Llevo mal el buenismo que se ha adueñado de los informativos que sí consumimos a diario -dos al día: tres de la tarde y nueve de la noche, en la primera cadena- para saber cómo va la pandemia y en qué circunstancia nos encontramos. Agradezco que se nos informe de lo que está ocurriendo y soy de los que opina que a Fernando Simón habría que hacerle un homenaje una vez finalice este episodio: por su temple, su concreción, su estilo de afrontar la crisis desde el minuto uno: sin paños calientes, con naturalidad, profesionalidad, y ciencia.
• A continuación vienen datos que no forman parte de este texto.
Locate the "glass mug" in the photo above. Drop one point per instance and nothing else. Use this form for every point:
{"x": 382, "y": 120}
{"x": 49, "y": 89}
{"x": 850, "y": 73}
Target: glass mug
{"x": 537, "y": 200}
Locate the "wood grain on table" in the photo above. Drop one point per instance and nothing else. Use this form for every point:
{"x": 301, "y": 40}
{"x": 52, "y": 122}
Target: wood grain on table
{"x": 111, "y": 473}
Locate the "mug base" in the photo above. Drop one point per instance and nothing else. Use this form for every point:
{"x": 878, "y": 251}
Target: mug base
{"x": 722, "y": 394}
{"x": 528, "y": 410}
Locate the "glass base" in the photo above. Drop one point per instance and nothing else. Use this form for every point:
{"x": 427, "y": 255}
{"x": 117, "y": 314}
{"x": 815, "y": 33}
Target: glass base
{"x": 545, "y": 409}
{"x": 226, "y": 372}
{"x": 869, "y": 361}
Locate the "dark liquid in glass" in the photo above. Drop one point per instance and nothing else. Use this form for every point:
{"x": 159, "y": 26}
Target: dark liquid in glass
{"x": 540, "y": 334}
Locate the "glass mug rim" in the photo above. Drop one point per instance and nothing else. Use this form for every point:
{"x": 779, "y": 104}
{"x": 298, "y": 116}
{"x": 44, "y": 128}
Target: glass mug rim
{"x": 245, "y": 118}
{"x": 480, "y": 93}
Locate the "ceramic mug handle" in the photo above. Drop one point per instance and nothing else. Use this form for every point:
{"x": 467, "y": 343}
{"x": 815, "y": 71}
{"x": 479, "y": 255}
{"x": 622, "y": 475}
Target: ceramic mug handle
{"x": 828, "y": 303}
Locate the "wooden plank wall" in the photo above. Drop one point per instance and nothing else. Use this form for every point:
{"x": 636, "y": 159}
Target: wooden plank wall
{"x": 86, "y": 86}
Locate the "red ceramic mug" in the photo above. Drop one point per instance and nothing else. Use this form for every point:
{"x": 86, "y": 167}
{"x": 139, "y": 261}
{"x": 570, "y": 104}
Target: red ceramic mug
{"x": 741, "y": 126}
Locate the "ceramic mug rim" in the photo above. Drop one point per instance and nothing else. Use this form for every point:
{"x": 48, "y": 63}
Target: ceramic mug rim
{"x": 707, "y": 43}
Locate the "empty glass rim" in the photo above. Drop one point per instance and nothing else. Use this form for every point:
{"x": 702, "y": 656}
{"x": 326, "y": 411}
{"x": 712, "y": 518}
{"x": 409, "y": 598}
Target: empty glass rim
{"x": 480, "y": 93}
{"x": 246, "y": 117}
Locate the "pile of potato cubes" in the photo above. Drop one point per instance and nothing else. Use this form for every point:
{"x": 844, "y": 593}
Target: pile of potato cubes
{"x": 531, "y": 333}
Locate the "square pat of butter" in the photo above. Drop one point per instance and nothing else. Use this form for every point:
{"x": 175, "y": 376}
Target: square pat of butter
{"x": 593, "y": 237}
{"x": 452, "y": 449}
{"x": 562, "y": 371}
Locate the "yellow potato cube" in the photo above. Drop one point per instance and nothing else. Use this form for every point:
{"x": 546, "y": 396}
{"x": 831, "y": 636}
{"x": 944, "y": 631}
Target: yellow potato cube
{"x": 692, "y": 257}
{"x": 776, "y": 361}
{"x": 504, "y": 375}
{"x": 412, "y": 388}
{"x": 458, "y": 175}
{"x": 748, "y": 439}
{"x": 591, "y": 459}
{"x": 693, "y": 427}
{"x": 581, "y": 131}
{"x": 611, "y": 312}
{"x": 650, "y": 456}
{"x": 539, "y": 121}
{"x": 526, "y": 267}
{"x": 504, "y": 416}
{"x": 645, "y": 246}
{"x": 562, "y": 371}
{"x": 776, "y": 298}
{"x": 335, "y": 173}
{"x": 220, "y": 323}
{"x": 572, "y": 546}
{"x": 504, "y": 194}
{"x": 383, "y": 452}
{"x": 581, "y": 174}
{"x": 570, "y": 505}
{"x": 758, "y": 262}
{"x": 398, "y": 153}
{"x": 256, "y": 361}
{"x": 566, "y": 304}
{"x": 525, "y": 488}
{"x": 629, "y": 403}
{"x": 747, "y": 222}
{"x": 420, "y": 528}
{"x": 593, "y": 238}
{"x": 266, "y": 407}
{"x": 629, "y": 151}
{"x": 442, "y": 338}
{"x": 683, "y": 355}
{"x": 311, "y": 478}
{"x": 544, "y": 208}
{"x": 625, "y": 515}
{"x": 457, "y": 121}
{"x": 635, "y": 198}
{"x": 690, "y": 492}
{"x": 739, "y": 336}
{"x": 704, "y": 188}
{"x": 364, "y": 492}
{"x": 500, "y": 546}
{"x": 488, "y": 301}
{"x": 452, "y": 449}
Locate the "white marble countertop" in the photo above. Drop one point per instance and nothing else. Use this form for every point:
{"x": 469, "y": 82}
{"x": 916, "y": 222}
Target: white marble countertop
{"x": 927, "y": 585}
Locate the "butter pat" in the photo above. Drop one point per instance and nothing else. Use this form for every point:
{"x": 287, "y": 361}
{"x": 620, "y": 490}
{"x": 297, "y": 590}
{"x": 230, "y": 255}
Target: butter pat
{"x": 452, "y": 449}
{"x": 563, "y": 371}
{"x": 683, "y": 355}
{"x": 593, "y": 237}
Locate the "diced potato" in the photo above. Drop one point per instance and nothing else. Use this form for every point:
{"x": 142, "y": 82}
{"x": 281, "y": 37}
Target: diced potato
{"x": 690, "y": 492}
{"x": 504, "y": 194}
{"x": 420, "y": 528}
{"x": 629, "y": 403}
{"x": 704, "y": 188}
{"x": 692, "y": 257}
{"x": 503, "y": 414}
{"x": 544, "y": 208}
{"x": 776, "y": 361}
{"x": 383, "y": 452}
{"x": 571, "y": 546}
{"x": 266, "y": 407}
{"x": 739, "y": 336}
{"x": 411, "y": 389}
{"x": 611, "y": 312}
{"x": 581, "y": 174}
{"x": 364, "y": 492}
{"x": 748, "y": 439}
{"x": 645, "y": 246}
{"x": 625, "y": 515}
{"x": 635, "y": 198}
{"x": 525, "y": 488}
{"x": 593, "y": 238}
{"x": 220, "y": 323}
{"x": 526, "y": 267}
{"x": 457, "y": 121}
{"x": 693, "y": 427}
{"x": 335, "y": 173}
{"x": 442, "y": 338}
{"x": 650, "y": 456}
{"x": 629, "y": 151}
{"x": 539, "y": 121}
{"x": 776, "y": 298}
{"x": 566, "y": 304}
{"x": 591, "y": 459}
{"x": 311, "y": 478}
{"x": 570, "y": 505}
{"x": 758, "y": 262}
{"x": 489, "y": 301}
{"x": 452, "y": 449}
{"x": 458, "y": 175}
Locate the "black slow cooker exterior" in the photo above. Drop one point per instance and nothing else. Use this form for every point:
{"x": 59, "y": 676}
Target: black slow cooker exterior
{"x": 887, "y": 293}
Sí, me consta que ya hay quién ha pedido su dimisión, esto es así, habitamos este país nuestro. Lo que llevo fatal es que de continuo se nos lancen ñoños mensajes de ánimo para superar el encierro, desde todas las capas sociales: intelectuales, deportistas, flamenquitos, flamencos, actores y actrices que imagino, en algún momento del día mientras están como todos, sumidos en otra actividad que nada tiene que ver con el virus, interpelados desde la televisión pública y envanecidos -soy incapaz de comprenderlo de otro modo y me dan sarpullidos cada vez que escucho a uno “de mi cuerda” (los demás me dan igual, ya los espero), invariablemente pienso: "qué necesidad había, podrías haber dicho no, gracias"- nos lanzan unas soflamas tan chorreantes de almíbar que empalagan. De estas uno puede desconectar, basta apagar la tele o cambiar de canal con la celeridad suficiente, pero del vecino “artista” que decide amenizarnos el encierro con la guitarra, la armónica, sus melodías de amor favoritas, o su versión a la gaita del Resistiré, no es posible. "Hai que roelo", como dicen del club de fútbol Pontevedra.

Claro que mi hija piensa diferente: en su opinión habitamos una calle demasiado aburrida, qué le vamos a hacer, pero si hay que elegir, yo prefiero el silencio.